This is in part because Christmas doesn't mean a whole lot to our family. I came home on Sunday night, a little more than a week before Christmas. The Christmas tree was still sitting in three parts in the garage; the ornaments in a corner of the family room. We do Christmas presents, but some years my parents just hand us cash to buy our present because they don't know what to get us. I've spent over a third of my Christmases at our church's bi-annual conference, which always took priority over any family celebration. Those years, opening presents were oddly squeezed into a few hours on Christmas Eve or early Christmas morning, sandwiched both before and after by packing for four days in the Hyatt Regency in San Francisco. It feels like we don't have traditions, but we have stories. Like the year mom let us all open our presents early just because we asked. Or when Alan broke almost all our ornaments when he was two years old. Or the year my parents decided we wouldn't get a Christmas tree, so instead we came back from a church Christmas social and discovered mom had decorated Alan's student desk with lights, taped stockings to the wall above, and put presents beneath.
Christmas at our household feels like a hodgepodge, and we don't always know what to do about it. We didn't eat ham growing up, but isn't turkey for Thanksgiving? One year we did hot pot for Christmas. We can't figure out how to make it a big deal, so sometimes sis goes to her gathering with young adults (mostly immigrants who don't have local family), or a friend will visit, or we'll leave the house for another gathering. My mom oddly ties ribbons and we gave our nativity scene away because we didn't know where to put it.
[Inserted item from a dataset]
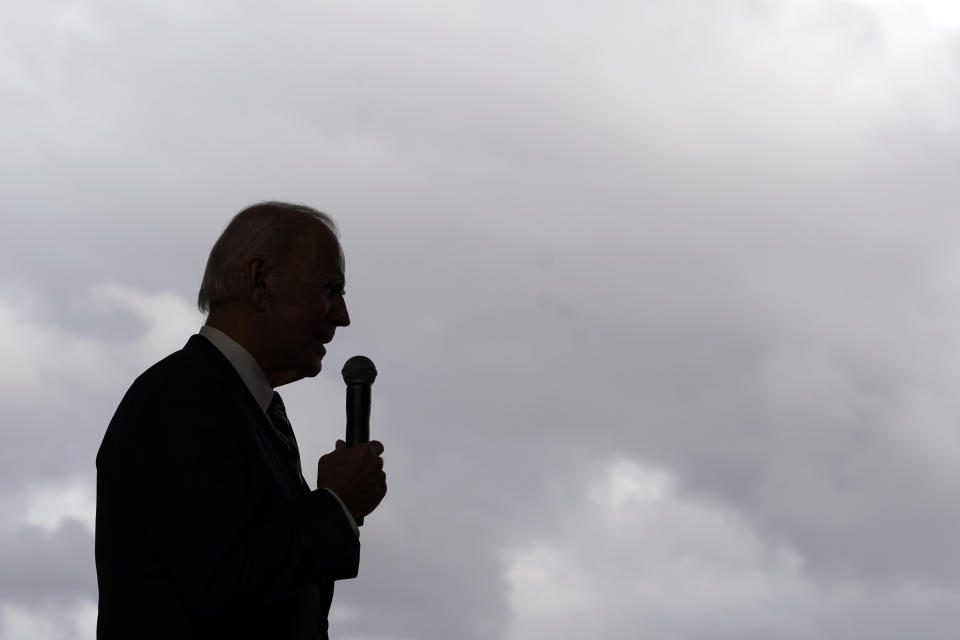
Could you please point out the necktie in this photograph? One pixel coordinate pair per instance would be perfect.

But Chinese New Year...Everyone has to be together on Chinese New Year. My mom is excited instead of obligated to decorate, and she reminds us what the couplets hanging by the door frame (duilian) mean. We know we'll have pineapple, oranges, fish, noodles. We know we'll have hot pot. The whole house is sprinkled in red, from the new year's cards to the lanterns to the lion dances on the celebration shows. The CDs with songs singing about good fortune, family togetherness, and spring beginnings with the percussion of drums, cymbals, and firecrackers play for weeks.
We know how to celebrate Chinese New Year, but we're trying to figure out Christmas. I think that's part of the immigrant/first-generation experience: making up traditions as we go. I don't know what my kids' traditions will look like, but I like thinking of what I'll pick and choose, keep and let go as we sort through significance and meaning.